Why are saved models so large?

sen1 · November 18, 2022, 1:37pm

I have implemented a neural network with an LSTM model (see below). After training the model with a hidden size of 512, I saved it by calling torch.save(model).

I expected the model size to measure in the low tens of kilobytes, accounting for three layers of LSTM’s hidden parameters. I also enumerated the parameters via model.named_parameters(). I was surprised to find that the actual unzipped size of the parameters is more like 30 MB.

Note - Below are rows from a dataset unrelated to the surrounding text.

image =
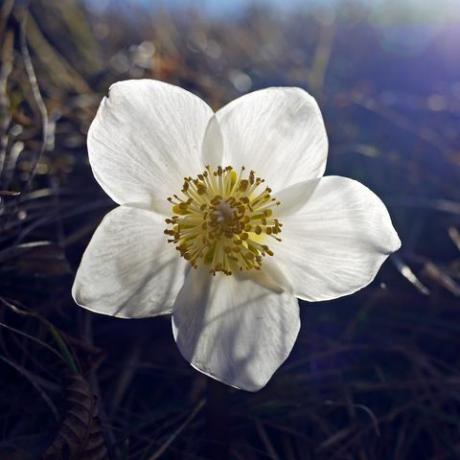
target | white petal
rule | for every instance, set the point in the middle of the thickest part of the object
(147, 135)
(234, 330)
(335, 244)
(128, 269)
(213, 144)
(277, 132)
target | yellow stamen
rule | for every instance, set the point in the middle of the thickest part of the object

Why is the saved model so large, and what can I do to cut down its size?

class IRNN(nn.Module):
    def __init__(self, obs_size, hidden_size):
        super(IRNN, self).__init__()

        self.num_layers = 3
        input_size = obs_size
        self.hidden_size = hidden_size
        self.hidden = self.init_hidden()
        self.hiddenc = self.init_hidden()
        self.rnn = nn.LSTM(
            input_size=input_size, hidden_size=hidden_size, num_layers=self.num_layers
        )
        self.i2o = nn.Linear(hidden_size, 256)

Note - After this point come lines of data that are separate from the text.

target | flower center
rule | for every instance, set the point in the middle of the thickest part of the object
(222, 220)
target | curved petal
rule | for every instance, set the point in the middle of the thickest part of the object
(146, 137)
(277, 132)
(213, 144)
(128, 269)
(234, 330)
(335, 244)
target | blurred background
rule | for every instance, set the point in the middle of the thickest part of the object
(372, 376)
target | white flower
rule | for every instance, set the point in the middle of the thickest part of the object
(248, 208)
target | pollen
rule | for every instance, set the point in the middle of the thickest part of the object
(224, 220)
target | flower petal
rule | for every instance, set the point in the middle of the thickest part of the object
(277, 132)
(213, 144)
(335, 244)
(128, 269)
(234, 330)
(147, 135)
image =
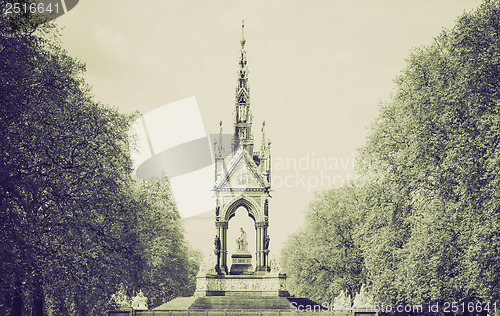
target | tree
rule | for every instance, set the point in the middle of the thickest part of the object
(73, 219)
(434, 153)
(324, 257)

ptrblck · November 18, 2022, 7:14pm

That’s strange as I’m seeing an expected parameter size of 56MB using:

class IRNN(nn.Module):
    def __init__(self, obs_size, hidden_size):
        super(IRNN, self).__init__()

        self.num_layers = 3
        input_size = obs_size
        self.hidden_size = hidden_size
        self.rnn = nn.LSTM(
            input_size=input_size, hidden_size=hidden_size, num_layers=self.num_layers
        )
        self.i2o = nn.Linear(hidden_size, 256)
        
        
model = IRNN(512, 512)
torch.save(model.state_dict(), "tmp.pt")

size = sum([param.nelement() * param.element_size() for p in model.parameters()])
print("{} parameters".format(sum([param.nelement() for p in model.parameters()])))
# 14680064 parameters
print("size: {}MB".format(size / 1024**2))
# size: 56.0MB

Note that I had to remove the self.hidden(c) attributes, as self.init_hidden is undefined, but this would even lower my size estimation and yours should show a larger size.

On my system the state_dict is ~26MB when saved to disk, which sounds alright given a ~2x size reduction.